As always, we divide the data into a train and a test set, so that we can test the metrics and see if everything went OK. 

In [12]:
train, test = output.randomSplit([0.7, 0.3])

We are using three different tree methods, which come bundled with spark:


* [Decission Tree Classifier](https://spark.apache.org/docs/3.1.1/api/python/reference/api/pyspark.ml.classification.DecisionTreeClassifier.html): It uses a decision tree (as a predictive model) to go from observations about an item (represented in the branches) to conclusions about the item's target value (represented in the leaves).
* [Random Forest Classifier](https://spark.apache.org/docs/3.1.1/api/python/reference/api/pyspark.ml.classification.RandomForestClassifier.html):  For classification tasks, the output of the random forest is the class selected by most trees. For regression tasks, the mean or average prediction of the individual trees is returned. Random decision forests correct for decision trees' habit of overfitting to their training set.
* [Gradient Boosted Trees](https://spark.apache.org/docs/3.1.1/api/python/reference/api/pyspark.ml.classification.GBTClassifier.html): It gives a prediction model in the form of an ensemble of weak prediction models, which are typically decision trees. When a decision tree is the weak learner, the resulting algorithm is called gradient-boosted trees; it usually outperforms random forest.

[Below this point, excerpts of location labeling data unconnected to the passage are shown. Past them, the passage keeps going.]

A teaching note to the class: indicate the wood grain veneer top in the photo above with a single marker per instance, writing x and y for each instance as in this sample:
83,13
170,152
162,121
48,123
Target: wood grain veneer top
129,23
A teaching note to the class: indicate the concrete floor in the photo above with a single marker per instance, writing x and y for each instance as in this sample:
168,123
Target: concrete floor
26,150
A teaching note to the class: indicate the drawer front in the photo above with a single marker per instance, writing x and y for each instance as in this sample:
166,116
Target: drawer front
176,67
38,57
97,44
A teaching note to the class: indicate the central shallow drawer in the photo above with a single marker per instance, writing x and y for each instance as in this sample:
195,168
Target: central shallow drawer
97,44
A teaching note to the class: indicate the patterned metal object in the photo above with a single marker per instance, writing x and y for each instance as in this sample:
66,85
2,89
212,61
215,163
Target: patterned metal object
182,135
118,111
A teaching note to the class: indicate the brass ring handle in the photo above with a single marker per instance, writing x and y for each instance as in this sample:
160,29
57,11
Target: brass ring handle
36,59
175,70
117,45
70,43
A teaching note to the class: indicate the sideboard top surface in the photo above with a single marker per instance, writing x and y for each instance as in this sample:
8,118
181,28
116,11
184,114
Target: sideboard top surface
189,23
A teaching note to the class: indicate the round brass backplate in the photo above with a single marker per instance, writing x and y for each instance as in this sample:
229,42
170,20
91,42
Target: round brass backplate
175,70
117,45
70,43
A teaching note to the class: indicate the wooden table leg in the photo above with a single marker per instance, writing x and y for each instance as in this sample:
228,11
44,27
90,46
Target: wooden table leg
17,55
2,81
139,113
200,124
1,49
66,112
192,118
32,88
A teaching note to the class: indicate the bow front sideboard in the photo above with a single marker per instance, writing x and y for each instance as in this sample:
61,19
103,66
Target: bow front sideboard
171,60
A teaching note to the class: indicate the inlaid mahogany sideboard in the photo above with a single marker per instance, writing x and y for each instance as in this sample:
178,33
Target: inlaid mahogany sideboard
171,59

We will use the three methods to find if their results match, and to pick the most accurate of the three.

In [13]:
#Fist, we alias the methods to make them easier to call
from pyspark.ml.classification import (RandomForestClassifier, GBTClassifier, DecisionTreeClassifier)
dtc = DecisionTreeClassifier()
rfc = RandomForestClassifier(numTrees = 100)
gbt = GBTClassifier()

In [14]:
#We fit the three models
dtc_model = dtc.fit(train)
rfc_model = rfc.fit(train)
gbt_model = gbt.fit(train)

In [15]:
#And get their predictions
dtc_preds = dtc_model.transform(test)
rfc_preds = rfc_model.transform(test)
gbt_preds = gbt_model.transform(test)

To evaluate the models, we import ``` MulticlassClassificationEvaluator ```, which will give us an accuracy metric


In [16]:
from pyspark.ml.evaluation import MulticlassClassificationEvaluator
evaluator = MulticlassClassificationEvaluator(metricName='accuracy')

And we display it

In [23]:
print(f'DTC: {evaluator.evaluate(dtc_preds)} \t Features Importance: {dtc_model.featureImportances}') 
print(f'RFC: {evaluator.evaluate(rfc_preds)}  Features Importance: {rfc_model.featureImportances}')
print(f'GBT: {evaluator.evaluate(gbt_preds)} \t Features Importance: {gbt_model.featureImportances}')

DTC: 0.959731543624161 	 Features Importance: (4,[0,1,2,3],[0.010142105007278246,0.0016897828403142857,0.96352393472086,0.024644177431547582])
RFC: 0.9664429530201343  Features Importance: (4,[0,1,2,3],[0.025437259862519997,0.024627784289245877,0.9287766018080698,0.021158354040164428])
GBT: 0.959731543624161 	 Features Importance: (4,[0,1,2,3],[0.008071973502739728,0.03292367928105117,0.9086511641861458,0.05035318303006327])


As we can see, all methods have a quite similar (and quite high!) accuracy score, with the three of them coinciding in atttributing the 3rd column (**Preservative C**) an outsize influence (> 90%) on dog food spoilage. 

Thus, we can conclude that it is **Preservative C** which is the most responsible for Dog Food Spoilage, and we can recommend for it to stop being used.